The curriculum is tailored for specific grade levels, with lessons designed to engage students in age-appropriate discussions and analyses.

Additionally, NYCPS staff collaborated with scholars to create a series of new comic books, including Jali: Literature of Africa and the Diaspora, a comic book adapted from a short story by Haddis Alemayehu. Hard copies of this, along with a series of newly created posters will be given to all public schools across the city, and all materials will be available for free digital download for any educator in the world at weteachnyc.org.

The publication of Hidden Voices: Stories of the Global African Diaspora is a highly significant development in the ever-evolving determination to improve and enhance the education of our young people,” said Michael A. Gomez, Silver Professor of History and Middle Eastern and Islamic Studies, Director, Center for the Study of Africa and the African Diaspora (CSAAD), New York University. “Written by leading scholars of the day, the articles comprising Hidden Voices explore in some depth the lives of African-descended persons in both Africa and its diaspora, ranging in notoriety, who individually and collectively made signal contributions to history.
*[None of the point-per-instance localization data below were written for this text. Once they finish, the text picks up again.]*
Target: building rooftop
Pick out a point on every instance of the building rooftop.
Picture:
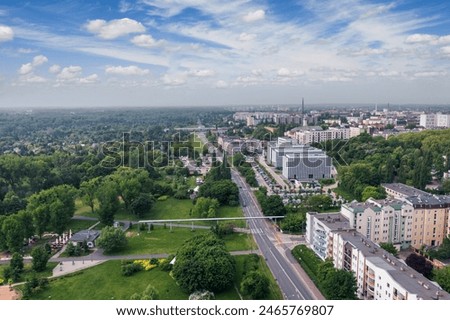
(404, 190)
(333, 221)
(408, 278)
(85, 235)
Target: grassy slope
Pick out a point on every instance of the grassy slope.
(105, 282)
This exploration is highly interactive, providing teachers with innovative tools by which they may lead students in further researching the persons and circumstances featured. Students will undoubtedly benefit from these accounts, as they bear a direct relationship to their own diverse communities and experiences. Hidden Voices is a wonderful achievement.”
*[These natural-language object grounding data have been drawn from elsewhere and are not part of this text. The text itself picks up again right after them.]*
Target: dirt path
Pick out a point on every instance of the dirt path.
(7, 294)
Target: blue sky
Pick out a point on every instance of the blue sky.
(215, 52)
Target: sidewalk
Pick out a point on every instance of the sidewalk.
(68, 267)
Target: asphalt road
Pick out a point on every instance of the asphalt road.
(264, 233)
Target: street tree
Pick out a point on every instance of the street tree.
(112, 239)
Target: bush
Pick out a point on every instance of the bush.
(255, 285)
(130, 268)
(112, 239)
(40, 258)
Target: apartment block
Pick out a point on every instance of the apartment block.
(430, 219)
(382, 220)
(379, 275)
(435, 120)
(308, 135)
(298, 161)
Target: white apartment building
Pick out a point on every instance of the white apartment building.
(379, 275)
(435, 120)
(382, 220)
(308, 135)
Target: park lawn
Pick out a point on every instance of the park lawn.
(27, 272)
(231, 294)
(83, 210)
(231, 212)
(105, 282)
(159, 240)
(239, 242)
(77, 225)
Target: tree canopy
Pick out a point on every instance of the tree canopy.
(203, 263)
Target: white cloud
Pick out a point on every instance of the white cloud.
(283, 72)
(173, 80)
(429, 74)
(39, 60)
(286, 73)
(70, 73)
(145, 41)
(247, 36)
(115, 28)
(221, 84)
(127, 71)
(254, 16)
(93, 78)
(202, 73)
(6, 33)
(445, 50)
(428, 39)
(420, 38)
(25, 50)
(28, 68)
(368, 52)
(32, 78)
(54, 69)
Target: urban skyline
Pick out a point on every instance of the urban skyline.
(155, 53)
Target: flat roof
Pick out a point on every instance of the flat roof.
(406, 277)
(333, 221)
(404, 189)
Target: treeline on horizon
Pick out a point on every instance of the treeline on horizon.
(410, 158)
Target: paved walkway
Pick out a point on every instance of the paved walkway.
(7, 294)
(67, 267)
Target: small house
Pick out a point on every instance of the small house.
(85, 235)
“We are all the beneficiaries of the innovations, creativity, and work of Africans and people of African descent. That is, one cannot understand the making of the modern world without an understanding of the history of Africa and the global African Diaspora,” said Omar H. Ali, PhD, Professor of History and Dean, Lloyd International Honors College, University of North Carolina at Greensboro. “Through a range of inspiring biographies, textured primary sources, and thought-provoking questions, Hidden Voices brings to life the ways in which Black people since antiquity have made the world we are in and of which we – each and every one of us – are an inextricable part."

“At a time when many school districts and states are intent on hiding the complex history of people of African descent in the US and around the world, this project is intent on putting in front of students the experiences of Black communities, the contributions of Black individuals, and all of the complexities connect these pasts to our difficult, painful, but also hopeful present,” said Trevor Getz, Professor of African and World History, Department Chair Secondary Education, San Francisco State University, President, World History Association. “It’s a project that reaffirms our collective humanity through the study of the creativity, production, achievement, and struggles of an often silenced community.”

ABOUT THE AUTHORS

The lead scholar was Michael A. Gomez, New York University.

Contributing scholars are: 

  • Omar Ali, University of North Carolina at Greensboro
  • Solange Ashby, Barnard College
  • Lissette Acosta Corniel, Assistant Professor, Department of Race and Ethnic Studies, BMCC  
  • Sharika Crawford, US Naval Academy
  • Trevor Getz, San Francisco State University
  • Walter Greason, Macalester College
  • Rebecca Hall, Independent Scholar
  • Kwasi Konadu, Colgate University
  • Michael Long, Independent Scholar
  • Tyesha Maddox, Fordham University
  • Allyson Schettino, New-York Historical Society
  • Robyn C. Spencer-Antoine, Lehman College
  • Ben Talton, Howard University
  • Leo Velloso-Lyons, Cornell University 
  • Yohuru Williams, University of St. Thomas

ABOUT HIDDEN VOICES

The Hidden Voices initiative was started in direct response to feedback we received from educators who wanted support in embedding content into their lessons that reflects the cultures and diversity in their classrooms. The Hidden Voices guides are designed to align with Passport to Social Studies, the curriculum designed by NYC Public Schools and used in more than 90 percent of schools citywide. Each profile in Hidden Voices includes focus questions to help teachers think about how the profile can be used when teaching different aspects of the curriculum, as well as guidance for relevant grades, units, and lesson plans within Passport.